Потом она аккуратно подносила ему булки, которые он смачно обкусывал и глотал, почти не жуя, и затаённо улыбалась. «Величие человека измеряется по его отношению к слабым», звучало у неё в голове. «Только там, где не поругивается достоинство слабых существ и не высмеивается их беспомощность, правит воистину солнцеликий правитель.» Тихая, самовлюблённая гордость распирала её. Девушка светло улыбнулась жующему охраннику и принялась болтать, чтобы тишина не казалась напряжённой. Пару раз она случайно задевала кончиками пальцев его губ и поспешно отдёргивала руку. Она рассказывала, как сейчас живёт, как ей сложно и как много ей нужно выучить. Парень фыркнул, не раскрывая рта. Девчонка чуть не подпрыгнула от возмущения. Она начала пылко описывать трудность учёбы. Обидевшись на его насмешливый взгляд, она принялась цитировать самый сложный отрывок, какой к тому времени выучила и говорила, как заведённая кукла, до тех пор, пока он не проглотил последний овощ.
Тогда он привалился к скале и посмотрел на неё из-под полуприкрытых ресниц, опустив подбородок на плечо – довольный дворовый кот, укравший у богача сметану.
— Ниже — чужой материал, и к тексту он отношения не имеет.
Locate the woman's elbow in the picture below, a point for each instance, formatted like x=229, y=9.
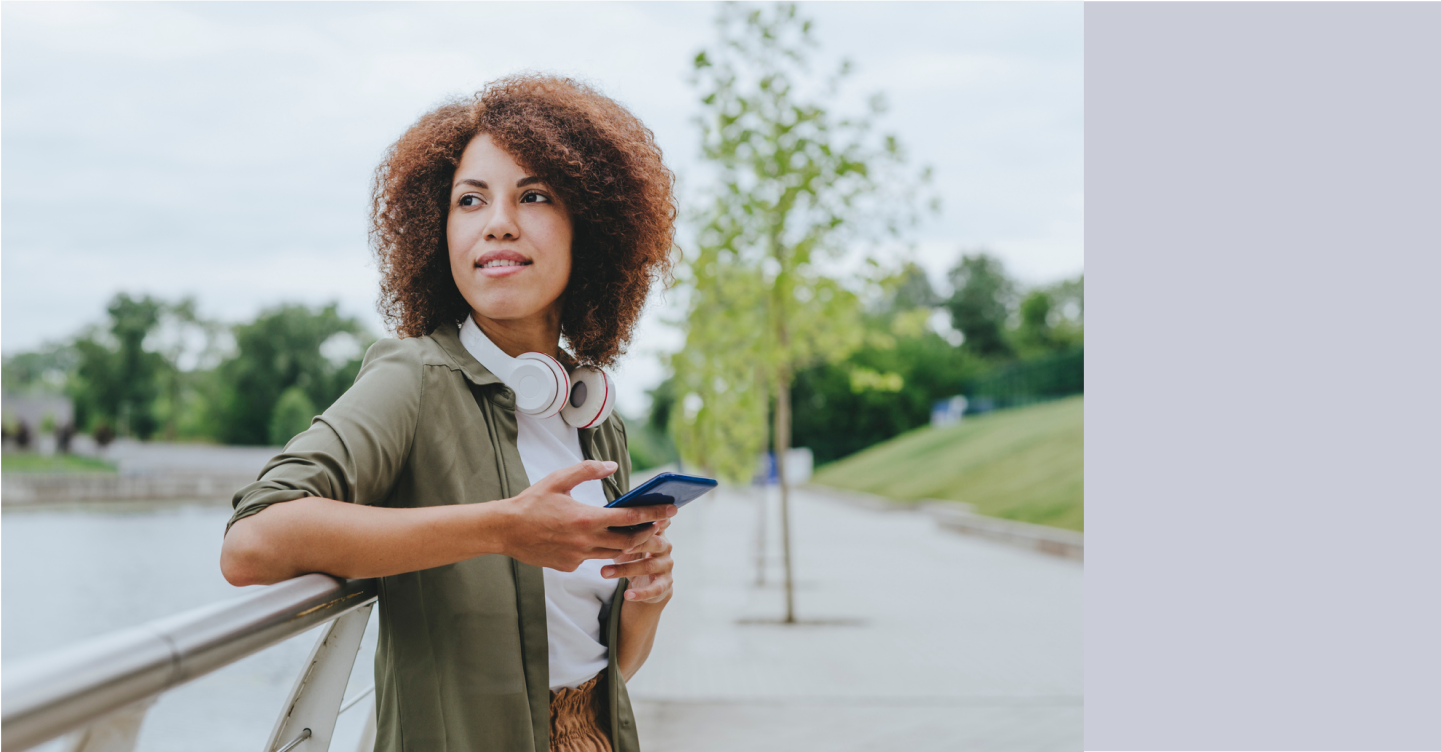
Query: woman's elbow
x=244, y=559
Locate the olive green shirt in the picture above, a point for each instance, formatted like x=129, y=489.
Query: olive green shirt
x=463, y=661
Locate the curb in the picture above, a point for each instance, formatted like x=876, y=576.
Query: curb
x=19, y=489
x=960, y=517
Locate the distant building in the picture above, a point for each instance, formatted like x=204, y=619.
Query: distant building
x=33, y=409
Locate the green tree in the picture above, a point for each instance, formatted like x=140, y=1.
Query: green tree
x=982, y=304
x=1035, y=333
x=790, y=183
x=281, y=349
x=117, y=378
x=291, y=415
x=189, y=345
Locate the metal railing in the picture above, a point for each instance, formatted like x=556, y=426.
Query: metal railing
x=100, y=690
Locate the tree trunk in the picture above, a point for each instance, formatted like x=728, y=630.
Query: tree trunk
x=783, y=444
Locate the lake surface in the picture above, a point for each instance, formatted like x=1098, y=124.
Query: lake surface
x=77, y=571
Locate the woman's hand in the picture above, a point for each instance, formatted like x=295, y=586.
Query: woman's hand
x=647, y=566
x=545, y=526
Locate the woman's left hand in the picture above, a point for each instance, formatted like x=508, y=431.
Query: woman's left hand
x=647, y=566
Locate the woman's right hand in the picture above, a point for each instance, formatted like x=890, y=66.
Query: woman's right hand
x=545, y=526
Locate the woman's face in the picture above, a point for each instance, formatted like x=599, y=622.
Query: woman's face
x=509, y=236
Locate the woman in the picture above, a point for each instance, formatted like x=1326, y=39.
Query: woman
x=533, y=211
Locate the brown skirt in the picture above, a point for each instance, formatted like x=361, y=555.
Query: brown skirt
x=581, y=718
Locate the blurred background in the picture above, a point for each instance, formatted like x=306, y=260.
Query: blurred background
x=875, y=334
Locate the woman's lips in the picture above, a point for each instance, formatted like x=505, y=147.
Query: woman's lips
x=494, y=271
x=502, y=262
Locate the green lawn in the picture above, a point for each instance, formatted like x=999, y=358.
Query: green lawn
x=1023, y=464
x=58, y=463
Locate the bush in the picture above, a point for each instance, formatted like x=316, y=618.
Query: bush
x=293, y=414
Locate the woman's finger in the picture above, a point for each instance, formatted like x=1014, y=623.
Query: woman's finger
x=650, y=565
x=653, y=591
x=657, y=543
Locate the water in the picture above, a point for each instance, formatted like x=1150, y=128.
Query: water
x=77, y=571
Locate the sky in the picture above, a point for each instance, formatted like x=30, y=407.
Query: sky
x=224, y=150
- Могла бы принести побольше, - с добродушной иронией протянул он. – я третий день не ем, в меня влезет.
- Много есть с голодухи вредно, - автоматически проговорила она наставление, но глаза её испуганно расширились. – А что, вас… не кормят?
- Тех, кто подчиняется, кормят, - равнодушно сказал головорез, дёрнув подбородком, чтобы отбросить упавшие на лоб спутанные пряди. Копна чёрных волос на его голове торчала в разные стороны разорённым вороньим гнездом.
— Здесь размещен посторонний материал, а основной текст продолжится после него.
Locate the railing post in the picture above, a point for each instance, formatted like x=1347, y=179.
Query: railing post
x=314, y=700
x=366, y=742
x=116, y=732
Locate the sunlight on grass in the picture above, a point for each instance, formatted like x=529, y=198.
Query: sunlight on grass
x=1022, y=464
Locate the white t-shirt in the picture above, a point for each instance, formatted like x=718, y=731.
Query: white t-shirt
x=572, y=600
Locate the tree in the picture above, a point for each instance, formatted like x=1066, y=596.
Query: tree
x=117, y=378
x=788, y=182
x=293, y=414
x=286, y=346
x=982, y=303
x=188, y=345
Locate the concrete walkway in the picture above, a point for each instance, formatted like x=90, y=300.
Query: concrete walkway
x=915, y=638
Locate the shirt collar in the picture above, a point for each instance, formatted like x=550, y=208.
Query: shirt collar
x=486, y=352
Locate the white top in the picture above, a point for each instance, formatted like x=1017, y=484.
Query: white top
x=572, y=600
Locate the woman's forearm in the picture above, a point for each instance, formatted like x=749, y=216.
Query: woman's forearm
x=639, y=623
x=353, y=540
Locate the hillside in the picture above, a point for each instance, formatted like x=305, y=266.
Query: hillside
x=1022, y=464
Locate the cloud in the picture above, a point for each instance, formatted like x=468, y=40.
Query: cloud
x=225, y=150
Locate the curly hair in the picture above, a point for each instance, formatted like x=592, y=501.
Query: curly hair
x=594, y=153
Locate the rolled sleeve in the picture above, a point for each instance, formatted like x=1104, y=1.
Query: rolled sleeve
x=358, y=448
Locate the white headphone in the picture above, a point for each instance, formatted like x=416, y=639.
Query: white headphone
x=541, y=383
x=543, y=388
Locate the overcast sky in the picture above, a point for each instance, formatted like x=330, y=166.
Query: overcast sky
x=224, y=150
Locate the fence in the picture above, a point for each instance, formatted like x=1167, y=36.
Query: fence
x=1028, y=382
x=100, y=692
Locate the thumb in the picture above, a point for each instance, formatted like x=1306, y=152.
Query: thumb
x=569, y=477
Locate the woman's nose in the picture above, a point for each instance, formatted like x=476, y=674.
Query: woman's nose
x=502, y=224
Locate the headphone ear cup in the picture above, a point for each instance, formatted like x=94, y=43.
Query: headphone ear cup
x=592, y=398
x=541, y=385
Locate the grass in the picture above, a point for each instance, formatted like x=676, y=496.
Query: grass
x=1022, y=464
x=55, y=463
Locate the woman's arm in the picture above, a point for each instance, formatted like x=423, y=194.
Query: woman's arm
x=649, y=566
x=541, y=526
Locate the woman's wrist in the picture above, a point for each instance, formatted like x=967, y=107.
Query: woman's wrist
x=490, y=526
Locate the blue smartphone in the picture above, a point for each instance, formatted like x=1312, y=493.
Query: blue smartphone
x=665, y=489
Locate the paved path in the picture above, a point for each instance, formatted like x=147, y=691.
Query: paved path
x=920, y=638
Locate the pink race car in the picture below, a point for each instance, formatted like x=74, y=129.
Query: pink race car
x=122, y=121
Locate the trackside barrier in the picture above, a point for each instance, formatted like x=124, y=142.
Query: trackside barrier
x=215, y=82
Она напряжённо сглотнула и попыталась вновь перевести тему на свою учёбу. Тогда парень медленно, со смаком облизнул губы – губы, которых она только что касалась, - и этот жест показался ей вдруг неприличнее всех матерящихся полуголых людей, суетящихся вокруг. Поэтому она не сразу поняла, что он говорит – но вслушавшись, замерла с выпученными глазами. Грязный, полуживой бандит лениво, с лёгкой вальяжностью цитировал только что отчеканенный ею текст – без единой запинки, легко и свободно. Причём если она тараторила всё в одном тоне, то в его речи были интонации, акценты, выделение знаков препинания и абзацев. А ведь она сама, читая книгу, даже не понимала, зачем там эти абзацы нужны в философском тексте – они ведь не разделяют действия, везде одна и та же муть. Когда он закончил, жгучая зависть боролась в ней с изумлённым восхищением, и она смогла выдавить только
- Ну вот это ты… да-а…
Он покосился на неё, дёрнув уголком рта. Потом посмотрел прямо и жёстко – переливчатая зелень вновь стала гулкой сталью.
- Тебе пора идти, - сказал он ровно. – Нечего тебе тут делать.
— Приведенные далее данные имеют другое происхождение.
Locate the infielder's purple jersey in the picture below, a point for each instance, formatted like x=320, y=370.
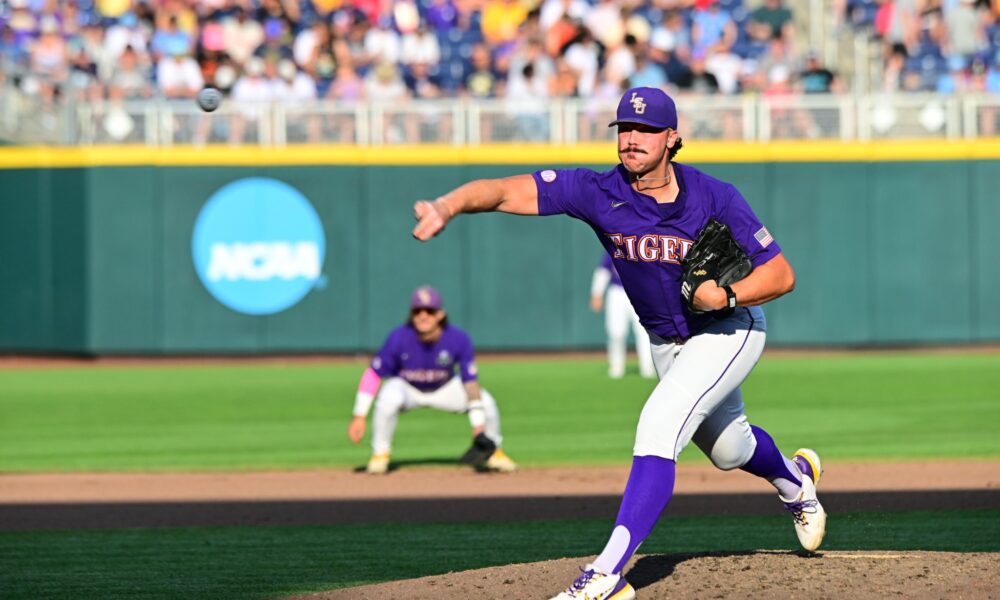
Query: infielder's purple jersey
x=609, y=264
x=647, y=240
x=426, y=366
- Но ты же так умён! Зачем ты отказался?
- Иди, а? – с какой-то тоскливой усталостью протянул он, отворачиваясь. – Надоела уже.
- Я могла бы читать тебе! Ты запомнишь и сдашь экзамен, и будешь свободен!
Он помолчал, сглотнул и растянул губы в сухой усмешке.
- Ну чего тебе от меня надо? Мужика тебе, что ли, не хватает?
Теперь настала её очередь молчать. Головорез смотрел на неё серьёзно и устало. Глубоко втянув воздух, она приподняла подбородок.
- Ну да, - спокойно ответила девушка. – я же выжить хочу. А даже если я отсюда выйду, что со мной будет в одиночку посреди чужой страны? Я буду читать тебе, если ты доставишь меня к отцу.
Он молчал несколько минут, потом поднял взгляд и хмыкнул
- Значит, нанимаешь?
- Ага, - она улыбнулась. – У тебя же такие великолепные рекомендации.